Severe Combined Immunodeficiency (SCID) – Lecture Review Flashcards

Question-and-Answer flashcards summarising the definition, genetics, pathophysiology, clinical features, diagnosis and treatment of Severe Combined Immunodeficiency (SCID).

What category of immune disorder does Severe Combined Immunodeficiency belong to?

A Primary Immunodeficiency Disease (PID).

Which two lymphocyte lineages are profoundly defective or absent in SCID?

T cells and B cells.

Which primary lymphoid organs normally mature B and T cells, respectively?

Bone marrow (B cells) and thymus (T cells).

Why is proper T- and B-cell development essential for health?

They enable cell-mediated and antibody-mediated immunity, allowing the body to clear infections.

What overarching stem-cell problem characterises SCID?

Failure of lymphoid stem cells to differentiate into functional T and/or B cells.

Which two enzyme deficiencies are classic genetic causes of SCID treatable by gene therapy?

Adenosine deaminase (ADA) deficiency and Purine nucleoside phosphorylase (PNP) deficiency.

Mutations in which genes required for V(D)J recombination produce Omenn syndrome?

RAG1 and RAG2.

Defects in which cytokine-signalling genes commonly cause SCID?

JAK3 and IL-7Rα.

What immunological consequence results from TAP transporter deficiency in SCID?

Absence of MHC class I antigen presentation.

Mutation of which TCR-associated tyrosine kinase leads to SCID?

ZAP-70.

What is the most common inheritance pattern of classic SCID?

X-linked recessive.

At what age do clinical manifestations of SCID usually appear?

Early infancy.

Give three hallmark clinical features of SCID in infants.

Recurrent or chronic infections, failure to thrive, and persistent thrush (candidiasis).

Which opportunistic infection is the leading cause of death in untreated SCID?

Pneumocystis jirovecii pneumonia.

Omenn syndrome, a form of SCID, can clinically mimic which transplant-related complication?

Graft-versus-host disease (GVHD).

Name two characteristic findings of Omenn syndrome.

Generalised erythematous rash and marked eosinophilia (others include protracted diarrhoea and hepatosplenomegaly).

What family history detail is a red flag for possible SCID?

A known family history of primary immunodeficiency diseases.

How many or more new ear infections in one year signal possible PID such as SCID?

Eight or more.

Which laboratory technique is central to documenting low or absent T and B cells in SCID?

Flow cytometry of lymphocyte subsets.

What definitive test establishes the genetic subtype of SCID?

Molecular genetic testing for specific gene mutations.

What curative therapy is considered first-line for most SCID patients?

Hematopoietic stem-cell transplantation.

Which landmark gene-therapy success involved ADA-deficient SCID?

Retroviral transfer of human ADA cDNA into the patient's own T cells, leading to clinical improvement.

Why are standard oral antibiotics often insufficient for SCID infections?

Profound immune deficiency prevents effective pathogen clearance without immune reconstitution.

What systemic growth effect commonly accompanies SCID in infants?

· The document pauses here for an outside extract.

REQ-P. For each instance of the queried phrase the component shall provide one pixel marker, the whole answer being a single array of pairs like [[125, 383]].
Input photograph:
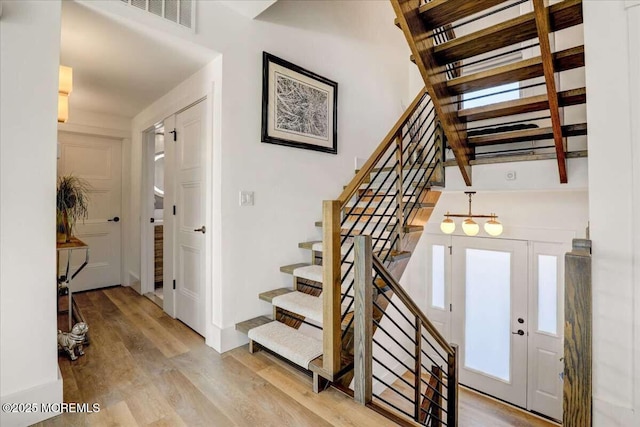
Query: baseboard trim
[[226, 339], [48, 393]]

Failure to thrive due to chronic infection and malnutrition.

Which immunoglobulin classes are usually low or absent in SCID?

Multiple classes (IgM, IgG, IgA, IgE) because of B-cell dysfunction.

What term describes SCID variants where lymphocytes are present but lack MHC expression?

Bare Lymphocyte Syndrome.

Which complement assay may be ordered in a PID work-up including SCID?

Total complement activity (CH50) test.

What laboratory test evaluates oxidative burst function in suspected PID?

Phagocytosis and respiratory-burst (oxygen radical) assay.

Which flow-cytometric functional test measures NK-cell cytotoxicity during SCID evaluation?

NK-cell cytotoxicity assay.

If left untreated, what is the typical prognosis for infants with SCID within their first year?

High mortality; the condition is often fatal.